Pakar Hukum Tata Negara: Hak Angket Bisa Putuskan Pemilu Diulang
Jika paslon nomor 02 didiskualifikasi berdasarkan keputusan DPR, keputusan itu harus dijalankan Komisi Pemilihan Umum (KPU).
Editor: Hasanudin Aco
“Kita bukan mau menjegal paslon tertentu, tetapi untuk mengoreksi presiden sebagai pemeang kekuasaan tetinggi di negeri ini, seakan-akan bisa saja presiden melakukan politik gentong babi, bagi-bagi bansos. Ini merusak demorasi, maka hak angket harus dilaksanakan untuk membuat terang TSM,” bebernya.
Dia mengingatkan jangan sampai budaya feodal dilestarikan, menganggap presiden seperti seorang raja dan dikultuskan serta bisa melakukan abuse of power yang pada akhirnya akan memunculkan otokratisme.
Dosen pada Sekolah Tinggi Hukum Indonesia Jentera ini mengatakan, otokratisme berlangsung pada masa pemerintahan Jokowi karena pemimpin tidak bisa dicek atau diawasi.
Padahal, demokrasi yang baik adalah adanya oposisi di dalam menjalankan pemerintahan.
“Hak angket bisa saja tidak sampai ke pengadilan tapi proses politik harus ada, kekuasaan itu harus bisa diawasi, ini poin penting dalam demokrasi,” tukasnya.

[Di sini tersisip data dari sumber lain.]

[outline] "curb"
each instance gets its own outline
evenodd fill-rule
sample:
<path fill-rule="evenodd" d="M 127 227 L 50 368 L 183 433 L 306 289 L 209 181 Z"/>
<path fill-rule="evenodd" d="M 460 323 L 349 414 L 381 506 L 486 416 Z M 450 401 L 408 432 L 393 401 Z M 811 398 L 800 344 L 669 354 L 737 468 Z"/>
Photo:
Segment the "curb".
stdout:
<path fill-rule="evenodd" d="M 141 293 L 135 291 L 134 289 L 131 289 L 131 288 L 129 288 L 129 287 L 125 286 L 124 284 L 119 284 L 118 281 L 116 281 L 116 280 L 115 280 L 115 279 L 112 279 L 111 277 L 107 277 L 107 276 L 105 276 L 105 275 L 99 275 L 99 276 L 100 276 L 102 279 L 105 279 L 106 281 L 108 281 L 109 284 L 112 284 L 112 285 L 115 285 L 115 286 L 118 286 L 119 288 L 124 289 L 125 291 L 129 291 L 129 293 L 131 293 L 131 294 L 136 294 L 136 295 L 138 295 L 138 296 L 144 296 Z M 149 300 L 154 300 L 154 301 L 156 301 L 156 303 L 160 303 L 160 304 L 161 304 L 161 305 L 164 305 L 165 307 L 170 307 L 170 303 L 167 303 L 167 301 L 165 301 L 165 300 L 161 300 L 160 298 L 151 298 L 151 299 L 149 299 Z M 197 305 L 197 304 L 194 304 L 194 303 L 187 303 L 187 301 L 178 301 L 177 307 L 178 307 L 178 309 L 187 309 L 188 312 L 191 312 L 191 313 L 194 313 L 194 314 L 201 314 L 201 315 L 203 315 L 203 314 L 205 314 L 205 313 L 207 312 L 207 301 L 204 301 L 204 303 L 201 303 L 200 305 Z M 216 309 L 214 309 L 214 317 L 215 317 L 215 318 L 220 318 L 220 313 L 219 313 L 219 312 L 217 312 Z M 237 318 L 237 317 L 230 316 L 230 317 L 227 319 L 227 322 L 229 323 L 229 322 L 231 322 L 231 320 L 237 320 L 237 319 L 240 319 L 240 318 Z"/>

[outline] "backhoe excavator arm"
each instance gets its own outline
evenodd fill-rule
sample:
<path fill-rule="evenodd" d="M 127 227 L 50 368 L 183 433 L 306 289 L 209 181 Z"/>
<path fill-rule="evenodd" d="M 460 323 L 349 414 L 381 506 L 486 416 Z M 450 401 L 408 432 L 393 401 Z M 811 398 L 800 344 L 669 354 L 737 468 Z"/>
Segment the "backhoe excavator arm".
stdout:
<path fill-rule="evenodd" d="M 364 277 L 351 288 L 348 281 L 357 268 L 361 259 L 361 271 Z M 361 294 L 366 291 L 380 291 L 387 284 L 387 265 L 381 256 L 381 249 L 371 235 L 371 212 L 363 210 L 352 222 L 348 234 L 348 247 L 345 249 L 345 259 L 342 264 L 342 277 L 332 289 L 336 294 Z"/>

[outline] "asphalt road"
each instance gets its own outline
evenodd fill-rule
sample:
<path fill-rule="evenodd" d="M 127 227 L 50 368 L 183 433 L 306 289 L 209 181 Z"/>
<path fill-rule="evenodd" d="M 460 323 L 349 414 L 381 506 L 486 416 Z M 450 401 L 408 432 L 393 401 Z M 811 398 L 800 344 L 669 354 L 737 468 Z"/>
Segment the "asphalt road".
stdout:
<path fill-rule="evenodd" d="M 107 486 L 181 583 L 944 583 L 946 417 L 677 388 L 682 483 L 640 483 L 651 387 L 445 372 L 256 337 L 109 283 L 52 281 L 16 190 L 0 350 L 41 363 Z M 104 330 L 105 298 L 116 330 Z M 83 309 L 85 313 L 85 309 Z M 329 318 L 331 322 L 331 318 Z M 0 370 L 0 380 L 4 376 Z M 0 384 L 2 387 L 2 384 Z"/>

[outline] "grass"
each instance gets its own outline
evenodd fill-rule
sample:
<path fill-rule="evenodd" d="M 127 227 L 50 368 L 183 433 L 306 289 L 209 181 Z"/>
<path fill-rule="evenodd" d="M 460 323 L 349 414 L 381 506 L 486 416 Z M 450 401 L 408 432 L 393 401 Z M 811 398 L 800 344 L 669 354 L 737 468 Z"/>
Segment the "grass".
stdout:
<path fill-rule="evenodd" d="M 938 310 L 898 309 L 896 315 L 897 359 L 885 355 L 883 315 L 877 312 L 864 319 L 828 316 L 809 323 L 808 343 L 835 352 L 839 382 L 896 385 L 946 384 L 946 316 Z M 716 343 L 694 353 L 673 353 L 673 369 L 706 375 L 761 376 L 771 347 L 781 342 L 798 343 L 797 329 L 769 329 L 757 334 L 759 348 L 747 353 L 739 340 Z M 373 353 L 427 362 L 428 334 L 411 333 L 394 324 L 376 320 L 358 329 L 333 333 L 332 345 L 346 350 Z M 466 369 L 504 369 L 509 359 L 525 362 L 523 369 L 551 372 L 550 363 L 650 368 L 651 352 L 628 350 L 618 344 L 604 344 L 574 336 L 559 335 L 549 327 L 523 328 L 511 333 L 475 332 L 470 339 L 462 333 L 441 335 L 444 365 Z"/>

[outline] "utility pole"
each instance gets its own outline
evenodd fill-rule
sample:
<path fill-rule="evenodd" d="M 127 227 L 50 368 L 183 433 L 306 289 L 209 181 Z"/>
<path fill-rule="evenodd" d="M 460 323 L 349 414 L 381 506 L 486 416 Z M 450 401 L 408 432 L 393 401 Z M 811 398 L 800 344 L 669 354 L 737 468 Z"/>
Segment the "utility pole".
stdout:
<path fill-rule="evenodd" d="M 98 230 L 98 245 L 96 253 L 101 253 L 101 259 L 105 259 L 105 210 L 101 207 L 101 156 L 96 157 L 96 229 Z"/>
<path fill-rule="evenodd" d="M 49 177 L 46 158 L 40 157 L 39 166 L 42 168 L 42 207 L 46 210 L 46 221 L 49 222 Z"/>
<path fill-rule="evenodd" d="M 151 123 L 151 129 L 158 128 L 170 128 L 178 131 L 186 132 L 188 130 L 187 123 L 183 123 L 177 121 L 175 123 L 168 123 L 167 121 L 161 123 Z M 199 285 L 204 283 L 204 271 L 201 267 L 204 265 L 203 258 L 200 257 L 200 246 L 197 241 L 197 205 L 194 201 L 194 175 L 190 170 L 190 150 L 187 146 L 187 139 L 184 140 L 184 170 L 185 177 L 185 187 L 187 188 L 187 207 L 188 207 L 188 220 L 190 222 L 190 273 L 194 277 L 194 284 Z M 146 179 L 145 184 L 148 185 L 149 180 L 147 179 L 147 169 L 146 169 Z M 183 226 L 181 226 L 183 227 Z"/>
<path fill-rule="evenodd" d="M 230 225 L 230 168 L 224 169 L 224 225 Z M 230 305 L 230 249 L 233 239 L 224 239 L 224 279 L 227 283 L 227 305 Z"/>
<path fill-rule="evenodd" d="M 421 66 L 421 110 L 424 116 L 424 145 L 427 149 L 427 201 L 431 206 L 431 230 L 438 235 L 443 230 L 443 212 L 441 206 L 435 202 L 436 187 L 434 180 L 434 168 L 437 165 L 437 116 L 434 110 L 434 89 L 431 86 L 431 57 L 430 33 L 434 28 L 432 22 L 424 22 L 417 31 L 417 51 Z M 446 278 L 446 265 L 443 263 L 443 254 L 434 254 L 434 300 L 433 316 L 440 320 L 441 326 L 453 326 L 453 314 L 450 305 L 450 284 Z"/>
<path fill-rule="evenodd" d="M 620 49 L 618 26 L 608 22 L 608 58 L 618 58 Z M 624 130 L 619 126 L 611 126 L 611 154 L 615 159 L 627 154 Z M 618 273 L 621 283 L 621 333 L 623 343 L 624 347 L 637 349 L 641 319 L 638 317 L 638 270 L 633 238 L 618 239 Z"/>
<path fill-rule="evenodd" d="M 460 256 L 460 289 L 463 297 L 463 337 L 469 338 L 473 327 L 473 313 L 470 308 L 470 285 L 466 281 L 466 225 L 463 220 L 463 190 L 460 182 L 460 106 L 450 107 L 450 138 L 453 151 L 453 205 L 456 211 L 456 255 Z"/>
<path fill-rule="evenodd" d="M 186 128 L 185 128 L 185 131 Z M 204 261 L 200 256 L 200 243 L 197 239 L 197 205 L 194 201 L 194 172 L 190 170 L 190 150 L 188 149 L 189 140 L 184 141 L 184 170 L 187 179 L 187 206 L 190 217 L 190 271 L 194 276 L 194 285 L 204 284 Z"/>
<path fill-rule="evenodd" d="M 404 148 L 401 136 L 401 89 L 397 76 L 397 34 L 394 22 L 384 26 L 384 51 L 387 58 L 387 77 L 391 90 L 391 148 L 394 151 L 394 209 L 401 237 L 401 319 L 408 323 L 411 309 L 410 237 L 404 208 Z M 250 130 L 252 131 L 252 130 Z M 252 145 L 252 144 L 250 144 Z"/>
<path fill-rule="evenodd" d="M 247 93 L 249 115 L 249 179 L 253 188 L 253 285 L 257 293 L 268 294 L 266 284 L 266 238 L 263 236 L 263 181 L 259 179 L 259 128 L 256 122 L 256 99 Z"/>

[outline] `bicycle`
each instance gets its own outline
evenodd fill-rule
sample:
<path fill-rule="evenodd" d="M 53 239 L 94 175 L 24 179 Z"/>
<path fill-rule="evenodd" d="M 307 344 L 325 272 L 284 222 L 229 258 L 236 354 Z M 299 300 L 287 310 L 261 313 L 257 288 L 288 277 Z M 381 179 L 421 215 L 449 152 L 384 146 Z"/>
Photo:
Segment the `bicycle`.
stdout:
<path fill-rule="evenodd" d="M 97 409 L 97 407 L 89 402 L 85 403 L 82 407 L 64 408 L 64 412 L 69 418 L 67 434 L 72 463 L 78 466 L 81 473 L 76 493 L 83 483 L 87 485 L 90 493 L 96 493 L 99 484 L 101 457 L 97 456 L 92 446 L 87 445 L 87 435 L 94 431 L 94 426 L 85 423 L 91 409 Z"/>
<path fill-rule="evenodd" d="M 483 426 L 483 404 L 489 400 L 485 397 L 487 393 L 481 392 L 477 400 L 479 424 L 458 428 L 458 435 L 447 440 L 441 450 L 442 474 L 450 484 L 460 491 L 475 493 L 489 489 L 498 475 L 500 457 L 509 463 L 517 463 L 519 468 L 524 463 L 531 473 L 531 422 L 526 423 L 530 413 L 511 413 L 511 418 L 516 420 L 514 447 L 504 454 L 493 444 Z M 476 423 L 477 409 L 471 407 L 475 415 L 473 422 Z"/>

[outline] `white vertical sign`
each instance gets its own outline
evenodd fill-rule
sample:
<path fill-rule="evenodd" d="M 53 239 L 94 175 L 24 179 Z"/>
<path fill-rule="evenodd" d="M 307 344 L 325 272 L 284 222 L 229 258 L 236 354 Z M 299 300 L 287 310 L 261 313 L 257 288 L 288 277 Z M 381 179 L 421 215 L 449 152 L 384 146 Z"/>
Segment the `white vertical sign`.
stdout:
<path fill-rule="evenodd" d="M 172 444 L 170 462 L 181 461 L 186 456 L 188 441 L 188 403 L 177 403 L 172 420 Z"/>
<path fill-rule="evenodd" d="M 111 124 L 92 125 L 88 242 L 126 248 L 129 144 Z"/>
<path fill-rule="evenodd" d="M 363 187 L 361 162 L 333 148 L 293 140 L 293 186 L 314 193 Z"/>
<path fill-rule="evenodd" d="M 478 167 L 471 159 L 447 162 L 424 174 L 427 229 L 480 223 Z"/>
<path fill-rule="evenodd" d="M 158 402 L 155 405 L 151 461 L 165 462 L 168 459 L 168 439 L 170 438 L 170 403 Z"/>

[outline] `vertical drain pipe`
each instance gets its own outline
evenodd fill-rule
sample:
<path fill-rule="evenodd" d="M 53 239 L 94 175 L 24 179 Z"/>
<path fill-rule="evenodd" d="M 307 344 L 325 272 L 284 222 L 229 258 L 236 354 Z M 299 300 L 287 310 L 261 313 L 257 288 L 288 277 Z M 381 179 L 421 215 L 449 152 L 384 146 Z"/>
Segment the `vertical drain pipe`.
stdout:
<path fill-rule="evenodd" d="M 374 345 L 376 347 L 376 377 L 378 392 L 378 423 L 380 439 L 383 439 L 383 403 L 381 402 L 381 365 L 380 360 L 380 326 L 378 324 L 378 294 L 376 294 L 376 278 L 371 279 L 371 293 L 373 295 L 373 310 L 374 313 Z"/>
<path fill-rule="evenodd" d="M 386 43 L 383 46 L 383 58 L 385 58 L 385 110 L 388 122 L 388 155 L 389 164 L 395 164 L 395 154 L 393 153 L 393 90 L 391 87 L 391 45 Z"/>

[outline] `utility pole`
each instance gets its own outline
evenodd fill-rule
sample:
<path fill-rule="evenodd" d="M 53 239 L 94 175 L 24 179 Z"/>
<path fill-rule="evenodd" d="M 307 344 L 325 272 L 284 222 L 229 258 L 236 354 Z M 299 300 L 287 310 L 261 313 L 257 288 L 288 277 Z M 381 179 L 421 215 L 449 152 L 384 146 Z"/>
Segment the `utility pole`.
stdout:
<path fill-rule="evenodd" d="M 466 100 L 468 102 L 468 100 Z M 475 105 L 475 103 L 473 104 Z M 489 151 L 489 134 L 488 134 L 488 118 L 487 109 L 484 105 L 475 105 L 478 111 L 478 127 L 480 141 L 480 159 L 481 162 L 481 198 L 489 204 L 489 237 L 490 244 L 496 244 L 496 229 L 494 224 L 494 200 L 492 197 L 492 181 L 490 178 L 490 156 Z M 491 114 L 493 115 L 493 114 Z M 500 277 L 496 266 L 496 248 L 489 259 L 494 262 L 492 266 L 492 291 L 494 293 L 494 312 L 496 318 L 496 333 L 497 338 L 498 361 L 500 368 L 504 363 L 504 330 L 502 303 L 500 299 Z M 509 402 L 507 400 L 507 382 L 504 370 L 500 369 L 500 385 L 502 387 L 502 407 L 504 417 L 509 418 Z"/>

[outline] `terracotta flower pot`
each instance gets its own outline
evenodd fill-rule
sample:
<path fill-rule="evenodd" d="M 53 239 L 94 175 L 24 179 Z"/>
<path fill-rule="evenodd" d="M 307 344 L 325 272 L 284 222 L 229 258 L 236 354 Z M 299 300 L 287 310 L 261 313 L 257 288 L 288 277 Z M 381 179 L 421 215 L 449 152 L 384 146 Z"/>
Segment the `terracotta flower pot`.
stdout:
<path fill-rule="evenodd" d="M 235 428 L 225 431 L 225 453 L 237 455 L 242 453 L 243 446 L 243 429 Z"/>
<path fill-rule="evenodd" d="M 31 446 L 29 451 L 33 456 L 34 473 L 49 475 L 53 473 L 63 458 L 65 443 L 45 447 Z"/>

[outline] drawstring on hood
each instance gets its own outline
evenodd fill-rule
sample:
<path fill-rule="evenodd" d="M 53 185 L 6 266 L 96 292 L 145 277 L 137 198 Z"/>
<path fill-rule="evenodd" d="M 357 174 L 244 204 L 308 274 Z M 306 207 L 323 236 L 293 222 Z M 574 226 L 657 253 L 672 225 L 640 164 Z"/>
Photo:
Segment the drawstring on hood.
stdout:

Bivitri menuturkan, presiden bisa dibawa ke persidangan bila diduga melakukan penyuapan, korupsi, dan perbuatan tercela, sehingga tidak ada impunitas.
Hak Angket Pasti Bergulir
Pada kesempatan itu, Bivitri yakin bahwa hak angket akan bergulir di DPR, karena syarat untuk menggulirkan tidak terlalu berat yakni diteken oleh 25 anggota DPR dari dua fraksi.
“Saya yakin terbentuk seperti tahun 2009, lakukan saja dulu gulirkan saja, masalah nanti di ujungnya tidak merekomendasikan sesuatu, ya tidak masalah. Biarkan itu berproses yang penting kita bangunkan DPR dari tidur yang kelamaan,” katanya.
Dia juga menyentil anggota DPR sudah cukup lama tidak memanfaatkan hak angket karena cenderung meloloskan apa yang diinginkan pemerintah di DPR seperti revisi UU KPK, UU Minerba hingga UU Cipta Kerja.
Tapi, Bivitri mengungkap kekhawatirannya atas dua parpol yakni Partai NasDem dan PKB. Dia melihat dua parpol ini masih goyang atau belum solid terkait usulan hak angket.
“Saya sejujurnya tidak yakin mereka konsisten, karena manuver untuk membuat koalisi pemerintahan yang baru sudah dilakukan. Tapi saya masih punya harapan sepanjang dorongan dari masyarakat sipil juga kuat dan benar-benar kita berikan beban sejarah kepada mereka. Ingatkan bahwa jika mereka tidak mendukung hak angket, ya mereka sudah teruji kebobrokannya, hanya menanti supaya dikasih kursi dalam pemerintahan yang baru,” pungkasnya.
Jika empat parpol solid mengusung hak angket, suara yang pro-angket akan mayoritas, terdiri atas PDI Perjuangan 128 kursi, Partai NasDem 59 kursi, Partai Keadilan Sejahtera (PKS) 52 kursi, Partai Kebangkitan Bangsa (PKB) 58 kursi, sehingga total ada 292 kursi.
Sementara itu, di pihak pemerintah ada Partai Golkar 85 kursi, Partai Gerindra 78 kursi, Partai Amanat Nasional (PAN) 44 kursi, Partai Demokrat 54 kursi, sehingga jumlah seluruhnya sebanyak 261 kursi.